People trap areas based upon several factors:
(a) Convenience: Is this trap going to hamper me? Should I put hidden pits in the areas used by my warriors?
(b) Purpose: I am trying to protect my vault; I am trying to kill intruders; I am trying to direct intruders to the killing pit; I am trying to make people believe that another area is more important than it is; I want revenge.
also
(c) Cost Effectiveness: How do I get the best bang for my buck? This is what I think you are complaining about, but it is far less important than (a) and (b) when making initial determinations. Since we have no other data about the dungeon, we have no idea how much or how little the creator could afford. However, the cost of this trap is so minimal compared to the cost of digging a dungeon complex in the first place, that one can assume that this is not an issue. Or, to put it another way, would the trap become fair if it were
cheaper?
and
[d] Style: The creator's sense of personal style and preferences.
I bow before your ad-hoc hypothesis creating-fu. Should we suppose that the rogue had no ranks in Search and a Intelligence of 9, and the monk character had only 1 hit point? A DC 20 search trap that deals 1 point of Disintegrating damage is quite fair. Case closed!
What here is hard to believe?
They can cast 1st level spells? That requires, what, an Adept? If we postulate more than one being ("Think of the children"
remember) living in a place where such traps are possible, it is somehow ad-hoc hypothesis creating-fu to think they might have at least one spellcaster?
That they have at least the minimum wariness of a successful mouse? Should we assume that, having watched the monk fry, the rest of the PCs pull the lever one-by-one, or can't we take this as a given? What communal creatures are you imagining here that would be able to make a mark to warn of the trap, yet cannot understand that the trap is there?

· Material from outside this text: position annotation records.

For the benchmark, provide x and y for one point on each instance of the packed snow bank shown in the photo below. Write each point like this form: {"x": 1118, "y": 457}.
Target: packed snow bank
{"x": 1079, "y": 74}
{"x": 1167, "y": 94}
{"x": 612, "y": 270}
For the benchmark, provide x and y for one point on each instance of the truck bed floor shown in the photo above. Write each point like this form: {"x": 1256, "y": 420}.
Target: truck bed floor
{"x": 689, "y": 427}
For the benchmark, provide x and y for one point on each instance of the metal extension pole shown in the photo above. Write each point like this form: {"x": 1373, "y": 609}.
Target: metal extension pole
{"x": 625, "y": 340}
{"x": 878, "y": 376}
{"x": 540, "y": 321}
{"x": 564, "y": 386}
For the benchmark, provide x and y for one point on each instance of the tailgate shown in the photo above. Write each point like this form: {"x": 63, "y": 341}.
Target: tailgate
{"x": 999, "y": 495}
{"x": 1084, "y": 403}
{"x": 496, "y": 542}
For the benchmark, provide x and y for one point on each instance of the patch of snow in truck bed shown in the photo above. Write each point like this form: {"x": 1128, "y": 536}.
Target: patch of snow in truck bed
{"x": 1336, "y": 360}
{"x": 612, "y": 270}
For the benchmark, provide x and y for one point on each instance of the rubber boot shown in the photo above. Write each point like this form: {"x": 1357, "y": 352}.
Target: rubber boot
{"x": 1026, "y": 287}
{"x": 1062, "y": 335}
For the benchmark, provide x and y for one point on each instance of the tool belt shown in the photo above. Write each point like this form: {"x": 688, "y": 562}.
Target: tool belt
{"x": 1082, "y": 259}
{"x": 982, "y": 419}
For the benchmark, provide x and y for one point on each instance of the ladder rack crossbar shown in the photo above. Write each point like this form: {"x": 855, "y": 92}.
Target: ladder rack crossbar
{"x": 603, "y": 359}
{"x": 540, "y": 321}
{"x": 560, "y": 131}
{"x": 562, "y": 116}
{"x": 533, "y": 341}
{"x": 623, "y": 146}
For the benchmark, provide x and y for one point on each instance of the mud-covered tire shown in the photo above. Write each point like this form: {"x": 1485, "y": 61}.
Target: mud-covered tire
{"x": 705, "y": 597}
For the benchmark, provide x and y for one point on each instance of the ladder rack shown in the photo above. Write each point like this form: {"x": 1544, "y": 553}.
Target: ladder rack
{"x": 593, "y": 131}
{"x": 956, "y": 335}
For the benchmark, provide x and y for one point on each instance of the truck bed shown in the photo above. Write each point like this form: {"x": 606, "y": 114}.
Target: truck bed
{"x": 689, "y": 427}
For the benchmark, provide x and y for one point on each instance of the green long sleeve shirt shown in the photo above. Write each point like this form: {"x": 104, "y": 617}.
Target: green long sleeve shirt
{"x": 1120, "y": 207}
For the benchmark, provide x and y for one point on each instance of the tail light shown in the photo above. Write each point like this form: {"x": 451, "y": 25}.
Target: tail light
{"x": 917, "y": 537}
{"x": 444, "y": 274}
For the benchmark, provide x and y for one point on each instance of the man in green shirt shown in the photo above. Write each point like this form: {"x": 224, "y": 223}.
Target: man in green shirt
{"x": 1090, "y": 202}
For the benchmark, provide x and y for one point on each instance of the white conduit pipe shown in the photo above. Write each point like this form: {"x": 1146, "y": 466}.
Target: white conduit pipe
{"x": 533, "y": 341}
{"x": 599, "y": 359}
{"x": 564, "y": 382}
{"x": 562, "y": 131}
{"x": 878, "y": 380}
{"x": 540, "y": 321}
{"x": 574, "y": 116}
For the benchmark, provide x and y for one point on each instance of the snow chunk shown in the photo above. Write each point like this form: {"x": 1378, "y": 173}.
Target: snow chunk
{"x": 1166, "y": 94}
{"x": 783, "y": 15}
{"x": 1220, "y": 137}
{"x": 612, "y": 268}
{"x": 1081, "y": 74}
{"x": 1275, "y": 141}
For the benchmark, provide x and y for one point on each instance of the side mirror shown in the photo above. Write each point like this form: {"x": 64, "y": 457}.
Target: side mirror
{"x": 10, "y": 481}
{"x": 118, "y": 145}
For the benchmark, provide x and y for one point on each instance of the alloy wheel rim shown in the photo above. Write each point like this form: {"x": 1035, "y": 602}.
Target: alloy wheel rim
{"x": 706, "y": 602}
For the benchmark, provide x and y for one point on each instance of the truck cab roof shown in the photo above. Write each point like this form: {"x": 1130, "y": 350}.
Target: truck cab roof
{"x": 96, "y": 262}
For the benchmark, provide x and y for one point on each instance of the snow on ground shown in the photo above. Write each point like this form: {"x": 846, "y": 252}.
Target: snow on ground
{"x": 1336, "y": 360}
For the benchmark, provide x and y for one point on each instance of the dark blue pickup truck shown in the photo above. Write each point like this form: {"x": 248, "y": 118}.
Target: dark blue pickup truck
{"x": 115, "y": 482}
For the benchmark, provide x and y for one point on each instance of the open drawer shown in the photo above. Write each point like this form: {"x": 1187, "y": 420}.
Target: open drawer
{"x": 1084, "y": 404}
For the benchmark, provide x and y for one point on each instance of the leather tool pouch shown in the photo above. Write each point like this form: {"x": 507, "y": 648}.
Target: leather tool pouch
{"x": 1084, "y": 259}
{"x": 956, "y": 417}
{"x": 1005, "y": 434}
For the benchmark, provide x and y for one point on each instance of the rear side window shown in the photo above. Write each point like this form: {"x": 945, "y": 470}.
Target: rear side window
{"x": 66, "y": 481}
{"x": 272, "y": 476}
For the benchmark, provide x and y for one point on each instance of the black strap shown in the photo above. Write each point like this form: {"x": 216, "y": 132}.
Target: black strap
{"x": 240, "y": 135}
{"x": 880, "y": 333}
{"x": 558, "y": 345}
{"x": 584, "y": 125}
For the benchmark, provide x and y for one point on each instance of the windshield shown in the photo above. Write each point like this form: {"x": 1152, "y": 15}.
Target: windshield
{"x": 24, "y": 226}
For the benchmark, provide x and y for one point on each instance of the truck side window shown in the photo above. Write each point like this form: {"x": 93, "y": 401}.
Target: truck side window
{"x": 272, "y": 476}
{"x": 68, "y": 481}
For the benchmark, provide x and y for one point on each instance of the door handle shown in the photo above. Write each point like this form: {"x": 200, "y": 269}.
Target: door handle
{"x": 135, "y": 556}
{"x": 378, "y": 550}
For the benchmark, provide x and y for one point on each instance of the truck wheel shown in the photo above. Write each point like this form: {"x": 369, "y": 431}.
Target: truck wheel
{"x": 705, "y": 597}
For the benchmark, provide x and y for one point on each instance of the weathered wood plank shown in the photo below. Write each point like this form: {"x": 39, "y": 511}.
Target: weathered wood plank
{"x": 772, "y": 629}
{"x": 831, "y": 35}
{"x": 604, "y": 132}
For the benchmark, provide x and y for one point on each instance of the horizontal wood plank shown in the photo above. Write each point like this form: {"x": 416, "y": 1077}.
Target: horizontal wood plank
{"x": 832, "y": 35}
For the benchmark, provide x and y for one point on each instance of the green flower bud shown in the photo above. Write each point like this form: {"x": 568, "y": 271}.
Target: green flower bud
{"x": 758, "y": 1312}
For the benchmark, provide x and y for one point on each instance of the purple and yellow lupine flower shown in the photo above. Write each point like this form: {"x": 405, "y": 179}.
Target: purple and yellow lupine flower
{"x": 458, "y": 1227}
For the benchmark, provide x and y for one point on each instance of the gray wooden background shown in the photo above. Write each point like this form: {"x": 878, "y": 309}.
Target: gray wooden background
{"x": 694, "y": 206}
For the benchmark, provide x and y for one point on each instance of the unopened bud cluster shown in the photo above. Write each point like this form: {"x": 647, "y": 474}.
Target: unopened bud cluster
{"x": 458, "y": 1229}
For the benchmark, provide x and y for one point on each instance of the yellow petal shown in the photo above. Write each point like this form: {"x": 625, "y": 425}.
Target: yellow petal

That they know how to warn each other orally? How many sentient creatures in the game don't have this capacity?
That they just stay away? We are told that (a) the room is located in the back corner of the dungeon, making it easy to avoid, and (b) that it is otherwise empty, so no one is using it to, say, store things. No trash from sleeping there, no gnawed bones, nothing.
If this is "ad-hoc hypothesis creating-fu" exactly how hard to you have to work to come up with an alternate, equally rational theory? If no intelligent beings currently dwell here, the "No mark to warn us; think of the children" line of reasoning doesn't live here either.
You are stretching so far to claim that this isn't fair that you're in danger of toppling over.